I think the above was one of the problems the folkes at the GOLEM project faced. They ran millions of hours of tests and decided that simple random mutation then survival of the fittest was not sufficent to explain evolution. The GOLEM creatures never kept old code, they used it or dumped it and that is very different from real animals (and we aren't even touching horzontal gene transfer!)
ah yes.. but realize that these are only the first two of about 4000 versions of simulations...
just goofing around getting the feel for some simple mathematics really.
i'll have to check out Golem.
i'm aiming towards:
http://www.nis.atr.jp/~ray/pubs/tierra/
i saw a him lecture on it in 91. it's a fascinating little system. i don't know why i've seen so little analysis of it.

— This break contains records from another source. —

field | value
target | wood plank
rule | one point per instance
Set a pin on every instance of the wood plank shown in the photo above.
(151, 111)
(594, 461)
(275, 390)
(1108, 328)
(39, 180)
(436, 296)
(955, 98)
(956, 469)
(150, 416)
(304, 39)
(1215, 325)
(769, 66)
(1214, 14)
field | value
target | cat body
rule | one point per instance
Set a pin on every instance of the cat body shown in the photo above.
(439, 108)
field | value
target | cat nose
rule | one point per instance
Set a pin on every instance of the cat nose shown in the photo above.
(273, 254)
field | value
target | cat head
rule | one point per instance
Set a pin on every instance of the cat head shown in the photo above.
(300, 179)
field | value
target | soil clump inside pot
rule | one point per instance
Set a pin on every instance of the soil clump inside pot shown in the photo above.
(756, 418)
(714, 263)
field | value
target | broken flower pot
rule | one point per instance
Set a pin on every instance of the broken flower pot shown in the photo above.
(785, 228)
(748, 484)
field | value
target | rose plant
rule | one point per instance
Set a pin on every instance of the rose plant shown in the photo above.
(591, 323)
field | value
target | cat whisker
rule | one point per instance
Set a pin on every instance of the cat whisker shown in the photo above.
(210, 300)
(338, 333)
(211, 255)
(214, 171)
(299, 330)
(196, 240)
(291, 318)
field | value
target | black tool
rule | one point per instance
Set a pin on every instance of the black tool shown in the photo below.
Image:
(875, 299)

Goofing off is as good a reason as any I could think of!
I made a simulation on my trusty TI85 a few years ago where a creature had to fill different needs (water, various nutrients, sleep, etc.) These things were picked up in different places so the creature would trot around gorging on something until it filled up and need to trot off in search of something else. The fun part was playing with the constants to make the creature live as long as possible. If it expends one thing too quickly then it can never venture too far from the source in search of the other things it needs.
Every once and a while it would get stuck between two and waver back and forth until it finally croaked!
I've never tried simulating genetics though. I'll settle for doing it vicariously through your blog for now. Post pictures if you can!
i suppose i could write some java thing and then people could watch it.
do i want to learn those details too? oy.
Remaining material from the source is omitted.